As for the most dangerous exams, they are political security that many, on both sides of the Arab and Israeli sides, view as “existential”: damage to the status quo “States Co” in Jerusalem and the annexation of the Jordan Valley.
With the horizontal and vertical fragmentation of the Ramallah and Gaza authorities – no one was convinced of Algeria’s recent reconciliation, compared to the failure of several reconciliations preceded by the most important of which was the reconciliation sponsored by Saudi Arabia in Mecca between Fatah and Hamas in 2007. The fear of the outbreak of a third intifada exists, whether it was the result of a “lack of political horizon.” Jordan’s King Abdullah II Ibn Al-Hussein has repeatedly warned, or a prelude to a “creative” chaos that is intended to create a security vacuum in the West Bank or Gaza Strip, with all its red lines and security concerns, including forced displacement, “transfer,” which is considered a security issue. National and a “thickened” red line for Egypt and Jordan.

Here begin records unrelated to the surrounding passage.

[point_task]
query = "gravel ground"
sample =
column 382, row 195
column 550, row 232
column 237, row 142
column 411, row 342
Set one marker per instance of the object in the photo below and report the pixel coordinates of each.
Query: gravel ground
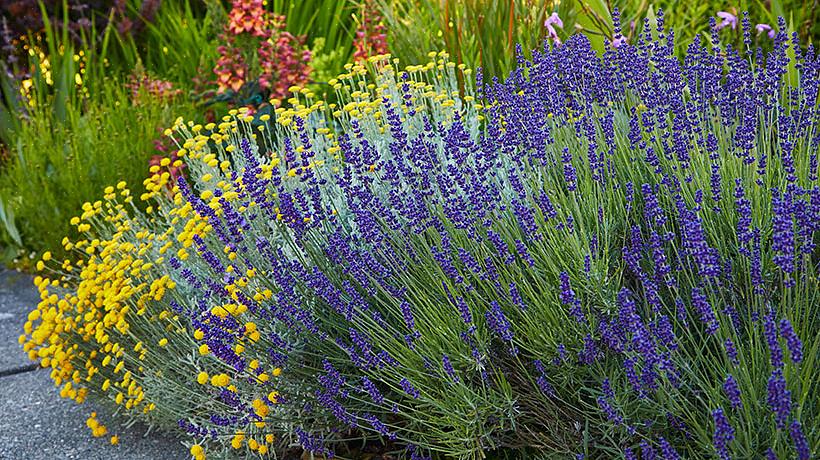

It is certain that Netanyahu is currently paying more attention to the Iran file – whose regime may collapse, as US President Joe Biden hoped two days ago. Netanyahu has a great deal of credit in the Ibrahim agreements, and has his eye on the return – not excluded – of former US President Donald Trump, who gave him what he and the Israeli right could not have dreamed of: recognizing Jerusalem as the “unified and eternal capital” of Israel and recognizing the annexation of the Golan.
Difficult days await many parties, and Netanyahu will not be immune to unprecedented pressures, both internally and externally.. Once again, the winner is the one who has a farther outlook and a longer breath.